© JUNGE FREIHEIT Verlag GmbH & Co. www.jungefreiheit.de 52/15 / 18. Dezember 2015

Markantes Militärgerät
60 Jahre Bundeswehr: Zu einer Sonderausstellung in Dresden
Wolfgang kaufmann

Nach 60 Jahren ihres Bestehens (JF 46/15) ist die Bundeswehr nun die am längsten existierende deutsche Armee überhaupt. Dies veranlaßt das Militärhistorische Museum der Bundeswehr in Dresden, eine entsprechende Sonderausstellung zu zeigen, die noch mindestens bis Ende 2016 zu sehen sein soll. Dabei handelt es sich zwar nicht unbedingt um den ganz großen Wurf, aber doch zumindest um eine solide konzipierte und gestaltete Schau, welche im deutlichen Kontrast zur Dauerausstellung steht. Diese dient nämlich dem erklärten Zweck, eine „Kulturgeschichte der Gewalt“ zu präsentieren, was zu verschiedenen skurrilen museumspädagogischen Experimenten führte, welche Besuchern, die an echter Militärgeschichte interessiert sind, die Haare zu Berge stehen lassen. So verschwanden zum Beispiel viele der wertvollen Exponate aus dem Mittelalter und der frühen Neuzeit in den Magazinen, um für Unsinniges Platz zu machen wie Playmobil-Männchen oder die lebensgroße Figur eines Elefanten, welcher noch nicht einmal als Kriegselefant hergerichtet wurde.

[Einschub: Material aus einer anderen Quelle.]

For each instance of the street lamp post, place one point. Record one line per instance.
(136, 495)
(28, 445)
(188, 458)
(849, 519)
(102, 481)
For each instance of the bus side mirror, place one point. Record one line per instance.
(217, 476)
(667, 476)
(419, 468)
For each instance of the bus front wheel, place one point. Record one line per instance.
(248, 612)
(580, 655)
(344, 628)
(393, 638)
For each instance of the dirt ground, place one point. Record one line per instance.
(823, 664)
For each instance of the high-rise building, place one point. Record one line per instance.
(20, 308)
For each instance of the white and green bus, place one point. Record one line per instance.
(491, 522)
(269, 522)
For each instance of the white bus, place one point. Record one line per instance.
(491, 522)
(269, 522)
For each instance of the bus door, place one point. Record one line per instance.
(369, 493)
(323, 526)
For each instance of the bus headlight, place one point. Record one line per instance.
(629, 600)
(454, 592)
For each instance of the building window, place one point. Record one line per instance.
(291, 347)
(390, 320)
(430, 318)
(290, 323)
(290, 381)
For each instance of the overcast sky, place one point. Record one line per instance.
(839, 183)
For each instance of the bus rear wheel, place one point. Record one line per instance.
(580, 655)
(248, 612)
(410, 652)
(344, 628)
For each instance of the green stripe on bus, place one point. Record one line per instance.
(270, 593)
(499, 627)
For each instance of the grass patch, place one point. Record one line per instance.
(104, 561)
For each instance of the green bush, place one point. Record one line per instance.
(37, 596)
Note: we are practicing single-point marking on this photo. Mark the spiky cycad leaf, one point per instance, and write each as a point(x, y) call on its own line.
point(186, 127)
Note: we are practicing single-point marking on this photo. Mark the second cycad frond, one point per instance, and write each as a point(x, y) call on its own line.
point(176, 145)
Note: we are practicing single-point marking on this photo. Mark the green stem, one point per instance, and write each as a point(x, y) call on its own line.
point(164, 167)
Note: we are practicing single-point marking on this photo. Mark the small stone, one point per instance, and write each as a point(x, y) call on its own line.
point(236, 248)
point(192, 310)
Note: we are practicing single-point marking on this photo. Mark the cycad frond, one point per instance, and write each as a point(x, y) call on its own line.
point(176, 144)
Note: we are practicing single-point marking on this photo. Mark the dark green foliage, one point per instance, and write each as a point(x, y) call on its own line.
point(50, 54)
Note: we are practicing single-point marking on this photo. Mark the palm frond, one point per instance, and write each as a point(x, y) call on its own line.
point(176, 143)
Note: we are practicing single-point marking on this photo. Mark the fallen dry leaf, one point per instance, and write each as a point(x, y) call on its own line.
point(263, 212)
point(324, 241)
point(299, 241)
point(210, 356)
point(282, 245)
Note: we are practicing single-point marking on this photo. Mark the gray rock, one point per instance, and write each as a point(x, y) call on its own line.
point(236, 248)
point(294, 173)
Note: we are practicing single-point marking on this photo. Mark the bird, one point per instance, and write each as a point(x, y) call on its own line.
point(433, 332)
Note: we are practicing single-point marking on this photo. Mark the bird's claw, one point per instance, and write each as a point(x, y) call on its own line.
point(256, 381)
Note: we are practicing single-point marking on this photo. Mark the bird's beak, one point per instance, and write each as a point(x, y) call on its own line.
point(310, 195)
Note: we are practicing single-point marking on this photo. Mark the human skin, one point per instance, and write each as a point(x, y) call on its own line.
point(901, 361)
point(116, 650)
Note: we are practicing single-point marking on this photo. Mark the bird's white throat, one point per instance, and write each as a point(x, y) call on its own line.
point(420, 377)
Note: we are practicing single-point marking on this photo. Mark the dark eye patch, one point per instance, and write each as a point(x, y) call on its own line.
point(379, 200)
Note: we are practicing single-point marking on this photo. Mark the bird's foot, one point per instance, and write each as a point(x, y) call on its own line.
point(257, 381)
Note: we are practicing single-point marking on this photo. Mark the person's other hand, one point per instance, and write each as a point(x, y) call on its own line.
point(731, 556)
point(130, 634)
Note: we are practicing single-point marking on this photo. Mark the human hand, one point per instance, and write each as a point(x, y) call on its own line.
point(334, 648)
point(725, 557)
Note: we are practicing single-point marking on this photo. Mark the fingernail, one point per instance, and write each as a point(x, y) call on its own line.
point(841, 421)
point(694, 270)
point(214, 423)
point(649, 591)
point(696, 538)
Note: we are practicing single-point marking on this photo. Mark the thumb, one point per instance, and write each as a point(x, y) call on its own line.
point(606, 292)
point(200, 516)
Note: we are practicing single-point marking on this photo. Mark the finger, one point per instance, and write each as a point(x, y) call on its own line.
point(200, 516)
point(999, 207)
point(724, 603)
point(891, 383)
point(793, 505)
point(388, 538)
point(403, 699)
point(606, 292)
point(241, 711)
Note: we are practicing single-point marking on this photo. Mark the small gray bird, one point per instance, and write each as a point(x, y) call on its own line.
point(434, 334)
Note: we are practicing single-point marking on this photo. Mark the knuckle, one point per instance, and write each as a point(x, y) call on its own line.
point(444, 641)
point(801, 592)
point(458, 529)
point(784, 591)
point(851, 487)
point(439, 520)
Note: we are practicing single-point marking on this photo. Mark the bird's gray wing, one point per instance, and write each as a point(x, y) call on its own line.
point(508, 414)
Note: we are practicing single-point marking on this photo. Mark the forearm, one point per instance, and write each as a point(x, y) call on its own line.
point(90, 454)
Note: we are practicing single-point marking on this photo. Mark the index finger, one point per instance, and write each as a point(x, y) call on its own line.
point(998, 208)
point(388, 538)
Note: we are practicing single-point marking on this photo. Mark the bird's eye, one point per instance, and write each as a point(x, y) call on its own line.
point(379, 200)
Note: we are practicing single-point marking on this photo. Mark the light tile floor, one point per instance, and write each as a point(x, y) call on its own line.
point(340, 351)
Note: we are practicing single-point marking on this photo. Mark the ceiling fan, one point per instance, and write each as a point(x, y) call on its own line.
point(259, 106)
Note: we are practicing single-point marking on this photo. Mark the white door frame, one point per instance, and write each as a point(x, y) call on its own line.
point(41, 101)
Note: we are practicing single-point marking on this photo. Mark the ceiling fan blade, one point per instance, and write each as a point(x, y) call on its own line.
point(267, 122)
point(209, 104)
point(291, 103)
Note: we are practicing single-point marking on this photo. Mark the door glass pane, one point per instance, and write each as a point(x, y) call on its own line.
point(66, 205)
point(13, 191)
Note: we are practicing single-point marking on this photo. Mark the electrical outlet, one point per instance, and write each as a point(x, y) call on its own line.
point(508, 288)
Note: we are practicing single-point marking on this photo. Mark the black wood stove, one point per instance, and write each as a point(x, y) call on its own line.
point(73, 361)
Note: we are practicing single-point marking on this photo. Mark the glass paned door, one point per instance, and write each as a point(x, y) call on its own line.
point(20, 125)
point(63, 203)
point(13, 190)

Die glücklicherweise deutlich weniger verhunzte Ausstellung „60 Jahre Bundeswehr“ bietet einen chronologischen Rundgang, der im wesentlichen folgende Stationen beinhaltet: das Ende des Zweiten Weltkriegs mit nachfolgender alliierter Besetzung und Demilitarisierung Deutschlands; Kalter Krieg und Wiederaufrüstung in Ost und West im Rahmen von Nato und Warschauer Pakt; Aufbau und Entwicklung von Nationaler Volksarmee und Bundeswehr; die Geschichte der Bundeswehr im wiedervereinigten Deutschland; Einsätze im Inneren (so zum Beispiel bei den großen Flutkatastrophen von 1962, 2002 und 2013) und Äußeren (Kosovo, Afghanistan, Horn von Afrika usw.). Dazu kommt ein abschließender Bereich, in dem es um die neuen „Herausforderungen des 21. Jahrhunderts“ geht. Damit sind neben dem Terrorismus und der asymmetrischen Kriegsführung vor allem die „Flüchtlings“-Wellen gemeint, unter denen Europa derzeit erbebt – dieses ebenso allgegenwärtige wie leidige Thema durfte also auch in diesem Kontext nicht unerwähnt bleiben. Dabei wird schon bald ein kurzer Rundgang in der Umgebung des Museums genügen, um sich ein Bild von den „Schutzsuchenden“ zu machen, denn dort werden demnächst zwei riesige Erstaufnahmeeinrichtungen für Asylbewerber öffnen.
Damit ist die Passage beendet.